Again breaking the tradition of low volatility ahead of major U.S. holidays, Wednesday’s roller coaster session kept the bulls and bears on their toes. Stocks got off to a weak start by gapping down and trending lower throughout the first ninety minutes, reversed into positive territory in the early afternoon, then tanked in the final hour. Though the intraday price action see-sawed like the previous day, the closing prices bore no resemblance. All the major indices closed sharply lower and at fresh near-term lows. Both the S&P 500 and Dow Jones Industrial Average fell 1.6%, while the Nasdaq Composite shed 1.3%. The small-cap Russell 2000 and S&P Midcap 400 were lower by 1.2% and 1.3% respectively. Showing relative weakness, both the S&P and Dow settled at their intraday lows, but the Nasdaq only retraced half of its earlier loss into the close.
Turnover eased as traders began heading out of their offices for the Thanksgiving Day holiday. Total volume in the NYSE receded 17%. The Nasdaq volume was 20% lower than the previous day’s level. Not surprisingly, market internals were firmly negative. Declining volume in the NYSE exceeded advancing volume by a margin of 5 to 1. The Nasdaq ratio was negative by 3 to 1.

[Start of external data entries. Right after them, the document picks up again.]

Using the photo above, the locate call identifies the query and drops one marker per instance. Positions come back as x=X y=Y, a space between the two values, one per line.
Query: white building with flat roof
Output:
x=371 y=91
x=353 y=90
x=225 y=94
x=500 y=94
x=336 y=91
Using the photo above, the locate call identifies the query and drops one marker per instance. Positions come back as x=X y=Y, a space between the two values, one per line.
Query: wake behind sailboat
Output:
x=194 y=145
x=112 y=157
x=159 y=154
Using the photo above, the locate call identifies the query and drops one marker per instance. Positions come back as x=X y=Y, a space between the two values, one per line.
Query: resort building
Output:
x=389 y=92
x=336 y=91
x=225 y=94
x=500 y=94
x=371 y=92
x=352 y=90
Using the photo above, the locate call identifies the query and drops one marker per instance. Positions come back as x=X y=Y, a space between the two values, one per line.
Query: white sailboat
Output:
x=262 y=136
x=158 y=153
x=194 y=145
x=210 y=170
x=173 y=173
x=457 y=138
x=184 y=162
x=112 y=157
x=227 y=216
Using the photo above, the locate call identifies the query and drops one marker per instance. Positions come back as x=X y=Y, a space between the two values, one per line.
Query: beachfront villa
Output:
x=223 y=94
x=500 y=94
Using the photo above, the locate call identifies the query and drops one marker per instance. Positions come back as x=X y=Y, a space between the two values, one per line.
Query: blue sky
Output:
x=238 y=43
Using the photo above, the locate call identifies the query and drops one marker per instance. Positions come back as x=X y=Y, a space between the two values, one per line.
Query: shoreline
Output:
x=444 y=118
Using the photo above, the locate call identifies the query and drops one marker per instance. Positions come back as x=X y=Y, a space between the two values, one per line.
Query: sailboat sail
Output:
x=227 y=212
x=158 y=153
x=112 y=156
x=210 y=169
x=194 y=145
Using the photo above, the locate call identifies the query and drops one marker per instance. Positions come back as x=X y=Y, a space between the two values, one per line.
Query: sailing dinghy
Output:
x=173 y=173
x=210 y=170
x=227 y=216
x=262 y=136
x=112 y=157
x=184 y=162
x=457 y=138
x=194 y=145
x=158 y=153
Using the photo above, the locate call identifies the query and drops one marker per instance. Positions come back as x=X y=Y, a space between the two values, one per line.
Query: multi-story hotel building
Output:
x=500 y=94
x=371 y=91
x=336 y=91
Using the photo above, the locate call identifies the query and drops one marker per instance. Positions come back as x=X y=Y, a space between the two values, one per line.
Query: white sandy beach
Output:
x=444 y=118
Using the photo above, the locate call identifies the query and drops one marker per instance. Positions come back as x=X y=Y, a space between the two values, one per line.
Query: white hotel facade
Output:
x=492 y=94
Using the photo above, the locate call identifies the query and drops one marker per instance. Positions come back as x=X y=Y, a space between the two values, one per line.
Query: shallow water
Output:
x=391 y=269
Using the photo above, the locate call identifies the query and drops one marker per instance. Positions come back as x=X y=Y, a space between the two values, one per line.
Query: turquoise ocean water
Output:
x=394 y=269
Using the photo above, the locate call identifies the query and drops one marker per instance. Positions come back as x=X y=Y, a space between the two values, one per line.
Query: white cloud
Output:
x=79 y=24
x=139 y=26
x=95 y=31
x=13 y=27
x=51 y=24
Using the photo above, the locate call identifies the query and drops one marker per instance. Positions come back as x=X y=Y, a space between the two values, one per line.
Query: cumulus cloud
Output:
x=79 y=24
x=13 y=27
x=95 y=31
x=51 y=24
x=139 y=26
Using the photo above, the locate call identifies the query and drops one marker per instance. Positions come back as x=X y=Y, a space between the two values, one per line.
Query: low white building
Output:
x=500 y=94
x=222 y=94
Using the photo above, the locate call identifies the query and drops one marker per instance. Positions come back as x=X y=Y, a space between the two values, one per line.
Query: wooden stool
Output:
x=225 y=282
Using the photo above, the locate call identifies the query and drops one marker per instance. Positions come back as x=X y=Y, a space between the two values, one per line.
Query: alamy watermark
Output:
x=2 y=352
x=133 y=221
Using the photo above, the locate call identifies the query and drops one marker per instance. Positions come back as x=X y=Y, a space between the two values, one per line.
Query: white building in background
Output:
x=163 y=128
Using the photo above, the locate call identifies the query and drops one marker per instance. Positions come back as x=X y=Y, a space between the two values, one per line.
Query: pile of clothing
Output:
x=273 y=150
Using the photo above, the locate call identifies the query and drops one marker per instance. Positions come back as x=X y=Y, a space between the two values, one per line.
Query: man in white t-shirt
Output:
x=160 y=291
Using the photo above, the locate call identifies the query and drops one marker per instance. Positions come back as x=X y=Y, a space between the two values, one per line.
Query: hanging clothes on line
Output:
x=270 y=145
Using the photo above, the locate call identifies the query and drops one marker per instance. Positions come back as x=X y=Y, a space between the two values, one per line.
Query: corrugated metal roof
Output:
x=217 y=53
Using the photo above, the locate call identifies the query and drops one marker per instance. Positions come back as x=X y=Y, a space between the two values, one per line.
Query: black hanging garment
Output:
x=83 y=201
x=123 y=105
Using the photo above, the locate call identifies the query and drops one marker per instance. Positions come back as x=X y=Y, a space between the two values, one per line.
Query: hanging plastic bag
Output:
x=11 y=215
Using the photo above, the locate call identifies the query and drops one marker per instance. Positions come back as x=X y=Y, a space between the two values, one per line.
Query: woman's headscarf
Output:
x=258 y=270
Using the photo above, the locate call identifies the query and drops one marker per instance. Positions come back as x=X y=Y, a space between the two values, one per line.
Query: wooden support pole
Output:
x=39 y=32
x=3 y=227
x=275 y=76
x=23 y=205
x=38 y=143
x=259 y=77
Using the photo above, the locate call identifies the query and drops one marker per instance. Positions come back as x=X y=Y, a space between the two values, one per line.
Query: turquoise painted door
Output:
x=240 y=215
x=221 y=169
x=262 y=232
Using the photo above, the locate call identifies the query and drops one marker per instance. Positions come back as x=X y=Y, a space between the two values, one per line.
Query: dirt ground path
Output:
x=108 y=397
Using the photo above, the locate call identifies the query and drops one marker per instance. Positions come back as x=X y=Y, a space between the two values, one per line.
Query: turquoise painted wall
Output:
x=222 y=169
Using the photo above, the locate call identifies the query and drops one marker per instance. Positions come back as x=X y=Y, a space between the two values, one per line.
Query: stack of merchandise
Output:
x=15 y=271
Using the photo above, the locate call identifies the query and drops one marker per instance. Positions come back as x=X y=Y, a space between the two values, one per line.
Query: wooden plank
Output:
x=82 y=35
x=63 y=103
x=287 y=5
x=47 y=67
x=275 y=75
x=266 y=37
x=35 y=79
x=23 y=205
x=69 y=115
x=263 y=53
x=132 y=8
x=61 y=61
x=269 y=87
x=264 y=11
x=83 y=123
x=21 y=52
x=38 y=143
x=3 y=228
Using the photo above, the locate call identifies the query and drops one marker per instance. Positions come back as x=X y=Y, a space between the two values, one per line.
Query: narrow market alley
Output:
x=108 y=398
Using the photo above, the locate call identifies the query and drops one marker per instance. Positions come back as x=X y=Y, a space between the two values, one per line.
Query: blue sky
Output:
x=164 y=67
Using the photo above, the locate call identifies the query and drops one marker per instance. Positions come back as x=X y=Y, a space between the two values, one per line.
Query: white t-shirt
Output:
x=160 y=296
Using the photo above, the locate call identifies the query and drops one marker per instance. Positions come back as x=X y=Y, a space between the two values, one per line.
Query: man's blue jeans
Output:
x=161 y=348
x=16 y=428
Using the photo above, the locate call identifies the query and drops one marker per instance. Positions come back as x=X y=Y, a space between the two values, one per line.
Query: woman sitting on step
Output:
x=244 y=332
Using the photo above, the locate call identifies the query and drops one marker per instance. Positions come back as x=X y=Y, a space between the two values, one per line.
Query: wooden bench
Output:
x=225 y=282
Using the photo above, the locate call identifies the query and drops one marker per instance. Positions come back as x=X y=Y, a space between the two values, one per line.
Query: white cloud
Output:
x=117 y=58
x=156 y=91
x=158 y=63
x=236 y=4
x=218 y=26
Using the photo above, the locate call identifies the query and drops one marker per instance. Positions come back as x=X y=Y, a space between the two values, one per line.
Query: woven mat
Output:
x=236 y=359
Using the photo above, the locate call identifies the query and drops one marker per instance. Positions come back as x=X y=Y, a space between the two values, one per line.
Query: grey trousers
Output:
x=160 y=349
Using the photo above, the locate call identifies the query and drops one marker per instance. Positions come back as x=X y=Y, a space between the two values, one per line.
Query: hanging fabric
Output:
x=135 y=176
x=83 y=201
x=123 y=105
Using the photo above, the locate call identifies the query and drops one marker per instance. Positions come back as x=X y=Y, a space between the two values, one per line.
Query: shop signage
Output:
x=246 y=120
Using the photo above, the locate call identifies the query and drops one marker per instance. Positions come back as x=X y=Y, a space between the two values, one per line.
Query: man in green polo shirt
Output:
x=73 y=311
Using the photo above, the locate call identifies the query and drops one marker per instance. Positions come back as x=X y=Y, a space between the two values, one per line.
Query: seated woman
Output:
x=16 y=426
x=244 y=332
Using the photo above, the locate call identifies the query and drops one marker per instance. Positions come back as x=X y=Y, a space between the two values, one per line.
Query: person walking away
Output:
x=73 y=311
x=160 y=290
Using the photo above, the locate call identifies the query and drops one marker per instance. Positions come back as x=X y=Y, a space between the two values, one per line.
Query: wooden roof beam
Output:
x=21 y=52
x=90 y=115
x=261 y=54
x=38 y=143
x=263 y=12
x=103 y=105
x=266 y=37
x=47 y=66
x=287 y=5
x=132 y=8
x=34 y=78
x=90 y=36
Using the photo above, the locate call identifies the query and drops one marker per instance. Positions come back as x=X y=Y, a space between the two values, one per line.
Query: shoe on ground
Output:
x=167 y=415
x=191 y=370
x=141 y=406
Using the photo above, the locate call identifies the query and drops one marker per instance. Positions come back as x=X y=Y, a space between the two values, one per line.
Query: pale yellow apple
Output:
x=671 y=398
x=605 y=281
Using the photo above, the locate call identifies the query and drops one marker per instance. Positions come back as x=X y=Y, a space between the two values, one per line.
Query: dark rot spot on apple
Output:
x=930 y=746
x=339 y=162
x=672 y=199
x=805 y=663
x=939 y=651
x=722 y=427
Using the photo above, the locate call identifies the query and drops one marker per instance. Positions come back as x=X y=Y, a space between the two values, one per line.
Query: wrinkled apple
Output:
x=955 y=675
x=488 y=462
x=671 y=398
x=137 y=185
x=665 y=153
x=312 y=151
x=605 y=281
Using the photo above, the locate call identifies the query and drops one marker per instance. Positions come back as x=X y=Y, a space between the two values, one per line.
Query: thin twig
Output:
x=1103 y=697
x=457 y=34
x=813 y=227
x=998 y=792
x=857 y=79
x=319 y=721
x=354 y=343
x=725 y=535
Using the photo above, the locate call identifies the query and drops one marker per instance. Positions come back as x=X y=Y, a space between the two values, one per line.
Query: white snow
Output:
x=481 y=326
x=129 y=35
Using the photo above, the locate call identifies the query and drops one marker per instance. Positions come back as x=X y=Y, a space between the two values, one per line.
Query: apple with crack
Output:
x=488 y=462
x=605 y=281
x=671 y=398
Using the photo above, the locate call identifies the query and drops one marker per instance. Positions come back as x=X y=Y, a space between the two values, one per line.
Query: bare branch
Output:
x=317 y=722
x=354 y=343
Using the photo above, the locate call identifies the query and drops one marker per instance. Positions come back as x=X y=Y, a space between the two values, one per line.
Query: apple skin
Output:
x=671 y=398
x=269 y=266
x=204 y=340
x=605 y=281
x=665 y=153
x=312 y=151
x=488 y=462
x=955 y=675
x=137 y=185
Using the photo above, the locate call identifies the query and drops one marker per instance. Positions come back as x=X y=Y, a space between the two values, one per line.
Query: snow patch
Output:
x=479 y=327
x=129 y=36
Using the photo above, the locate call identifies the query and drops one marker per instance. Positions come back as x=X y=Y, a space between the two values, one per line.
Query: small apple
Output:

Although the Russell 2000 lost 1.2% on Wednesday, it’s technically significant that it held the prior day’s intraday low. This means the index is still holding above its prior low from August. It would be a stretch to declare this as bullish, but the chances for a significant bounce off the prior low remain intact. It’s not a good sign that the Nasdaq closed below its 200-day MA in the last session, but it did manage to close above the prior day’s low as well. The Dow Jones Industrial Average gave the worst signal when it closed below its August closing low on Wednesday. Nevertheless, it held above the intraday low of August.
When the major indices began retracing two-thirds of the gains from their August lows to October highs, we said that odds were high of the August lows being tested. Both the Russell 2000 and Dow Industrials are already doing so, while the S&P 500 is only ten points (0.7%) away from its August closing low. The big question on everyone’s mind is whether or not the August lows will hold next week. If they do, we could see a decent retracement through at least the short-term. But if not, a break of the August lows would technically change the broad-based downtrends from intermediate-term to long-term.
Presently, the S&P 500 is approximately 10% off its 52-week high. More than 8% of that loss has occurred this month alone. When the major indices fall 10% from their highs, that is generally defined as a confirmed intermediate-term correction. Obviously, nobody knows how long the current downtrend will last, or how ugly the scenario will get before it gets better. Therefore, you may want to devote some time over the long weekend to figuring out your gameplan in the event the market enters into a protracted downtrend, as it did from the years 2000 to 2002. Hopefully that won’t happen, but consistently profitable traders and investors must be mentally prepared for all possible scenarios. The market will eventually recover, but capital preservation must be your top priority right now so that you can put your cash to work when the buying opportunities begin presenting themselves again.
There are no new pre-market setups for Friday’s shortened session that closes at 1:00 pm ET. We’ll re-assess the market for potential trade setups after the holiday week has passed.
Daily Performance Report:
Below is an overview of all open positions, as well as a performance report on all positions that were closed only since the previous day’s newsletter. Net P/L figures are based on the $50,000 Wagner Daily model account size. Changes to open positions since the previous report are listed in red text below:
Open positions (coming into today):
IDU long (300 shares from November 19 entry) – bought 101.09, stop 99.21, target new high (will trail stop), unrealized points + 0.11, unrealized P/L + $33
Closed positions (since last report):
Current equity exposure ($100,000 max. buying power):
No changes to our sole open position.